Слово застряло у меня во рту. Жозефина закрыла глаза. Невыносимо. Из-под маминого карандаша мигом появился рисунок.

Пляж. Последний пляж.

* * *

Директриса гналась за нами по пятам, пока мы шли по коридору мимо других обитателей заведения, вышедших из комнат, чтобы поприветствовать того, кто на несколько недель вернул жизнь в их жизнь. Мы вели Наполеона, поддерживая его под мышки, и десятки рук тянулись к нему, как в давние времена, когда они выходил на ринг.

— Остановитесь! — кричала директриса. — Остановитесь! Это переходит все границы, вы должны подписать бумаги, составить расписку, заполнить бланки. То, что вы делаете, против правил!

И тут папа произнес историческую фразу:

— Знаете, куда можете себе засунуть ваши правила?

Я подумал, что теперь мы вдвоем будем присматривать за империей. Наполеон очнулся от дремы и бросил на отца восхищенный взгляд, придавший тому сил. Наэлектризованный до предела, он повернулся ко всем, кто собрался в коридоре, и прокричал что было мочи:

— ЭТО МОЙ ОТЕЦ!

За стеклянной стеной кабинета директриса уже кому-то названивала.

* * *

Мы сели в мощную машину отца. Он лихорадочно наладил навигатор. Высветился маршрут. Электронный голос произнес:

— Включите зажигание!

Я уверен, это был голос Рокки.

Мотор заурчал. Мама сидела спереди. Наполеон — между мной и Жозефиной. Баста — у нас в ногах. Мягкие кожаные сиденья словно обнимали нас.

— Папа! — крикнул отец. — Сколько у нас времени?

Голос его звучал непривычно громко. Наполеон то отключался, то приходил в себя. Он пробормотал:

— Не знаю, старик. Не очень много. Если собираешься лишиться прав, сегодня самый подходящий момент.

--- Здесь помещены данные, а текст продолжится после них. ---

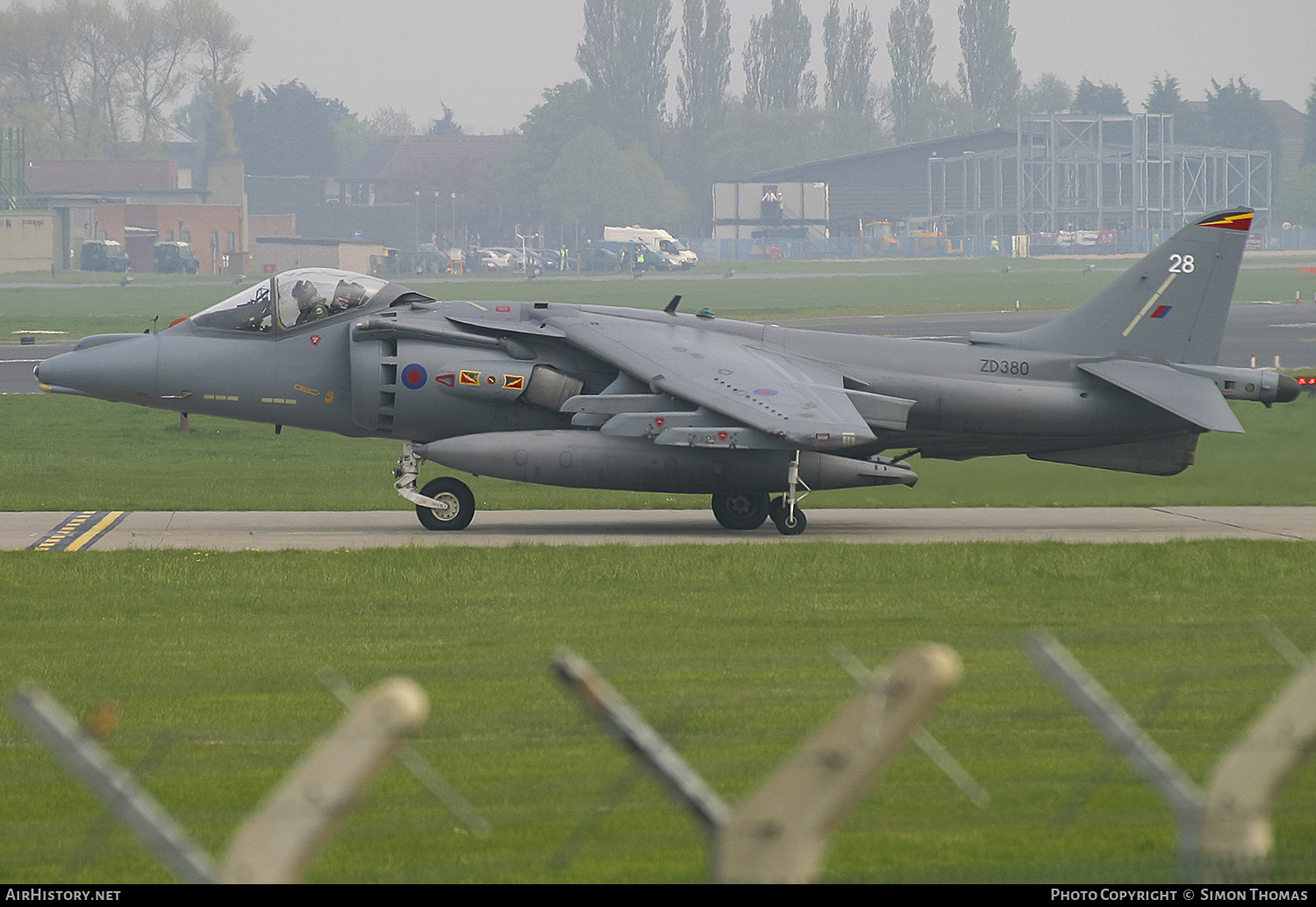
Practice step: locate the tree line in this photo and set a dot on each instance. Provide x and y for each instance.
(89, 79)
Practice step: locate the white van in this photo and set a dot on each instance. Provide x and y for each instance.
(655, 239)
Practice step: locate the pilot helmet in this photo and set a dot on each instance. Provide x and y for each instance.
(304, 292)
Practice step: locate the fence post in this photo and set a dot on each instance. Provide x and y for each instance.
(1236, 832)
(1129, 740)
(781, 832)
(279, 841)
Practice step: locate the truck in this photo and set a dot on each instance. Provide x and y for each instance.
(103, 255)
(660, 241)
(174, 257)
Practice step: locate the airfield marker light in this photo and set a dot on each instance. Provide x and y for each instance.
(781, 831)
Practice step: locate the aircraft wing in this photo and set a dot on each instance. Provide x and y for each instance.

Меньше чем через две сотни километров о правах он мог уже забыть. Всю дорогу — вспышки камер. Двенадцати баллов как не бывало.

Я шепнул на ухо Наполеону:

— Видишь, какой ты знаменитый, тебя все время фотографируют.

Не знаю, услышал ли он меня. Жозефина молчала. Только сжимала перчатку Наполеона и смотрела на быстро меняющийся пейзаж за окном. От ее дыхания на стекле образовался туманный круг. Голова Наполеона качнулась и легла на плечо Жозефины. Он был похож на ребенка.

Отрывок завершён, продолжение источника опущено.